1. Set a reasonable time limit for the dry fire practice session. 10-15 minutes is optimal. 30 minutes in one session is max for beneficial effort.
2. Designate a dry fire area. Dry fire should only be done in that area.
3. Unload your weapon. Unload all magazines and ammunition carriers.
4. Put all ammo in another room. NO AMMO EVER IN DRY FIRE AREA!
5. Place dry fire target in such a manner that a negligent discharge would be captured. Dry fire targets should only be displayed during practice. Do not use TV images as dry fire targets as this violates rule 5 and 8.
6. Present weapon. Point in a safe direction and recheck to make positive the weapon is empty. Double check magazines and ammo carriers. Triple check.
7. You are now mentally ready for Dry Fire Practice Session. Concentrate on the dry fire practice drills and avoid all distractions. If you experience a distraction, such as a phone call, knock on the door, or a question from someone in the room etc. immediately cease dry fire practice. If you decide to continue, you must return to step 1 and proceed through all the steps.
8. After the last dry fire practice drill is complete, you must mentally leave dry fire practice. Put away the target. Leave the dry fire area and say out loud-“I have completed my dry fire practice”. The session is over!!! DO NOT ALLOW YOURSELF TO SAY OR THINK “ONE MORE TIME”!!!!!!!!!!!

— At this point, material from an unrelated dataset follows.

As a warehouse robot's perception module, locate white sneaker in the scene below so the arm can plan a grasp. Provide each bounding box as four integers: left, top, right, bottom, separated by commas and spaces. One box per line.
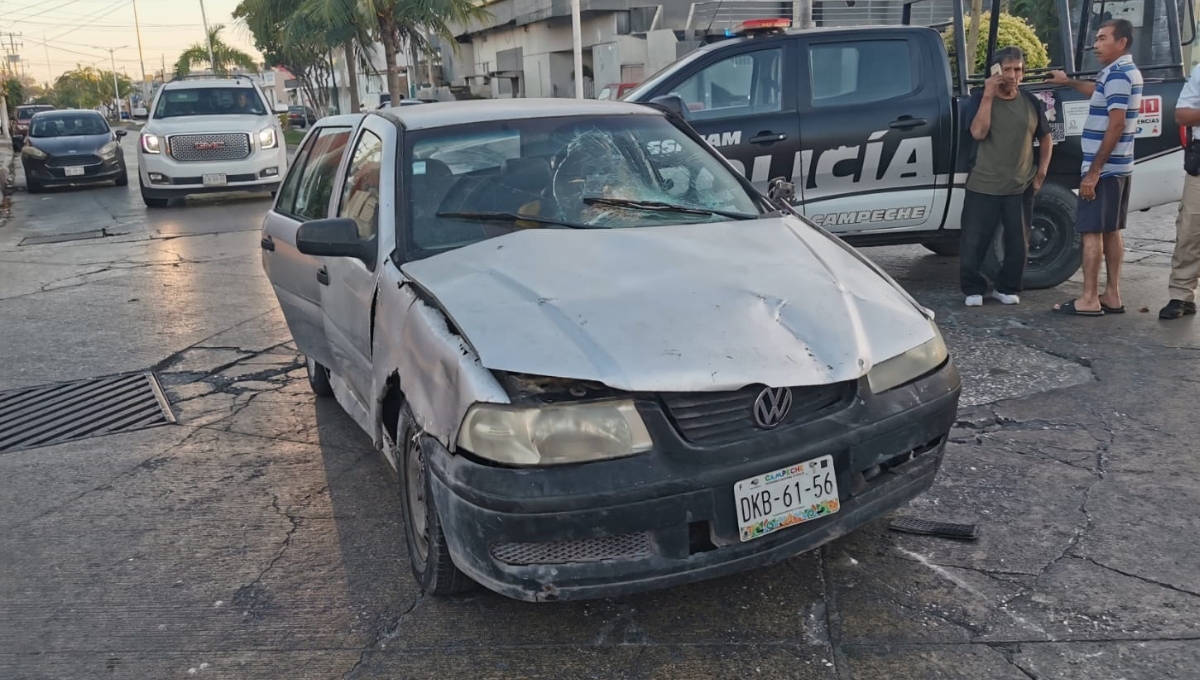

9. Place your weapon in the condition of your choice and review the four safety rules.
1. Treat all guns as if they are loaded!
2. Never point a gun at anything you are not willing to destroy.
3. Keep your finger off the trigger until you are ready to shoot.
4. Be sure of your target and what is behind it.


If using an outomatic, simulate second shots or only practice one shot from a draw. Raking the slide to cock the hammer should only be done during the re-holster action. All things done during dry fire will become habit; during a gun fight raking after every shot only empties the magazine faster.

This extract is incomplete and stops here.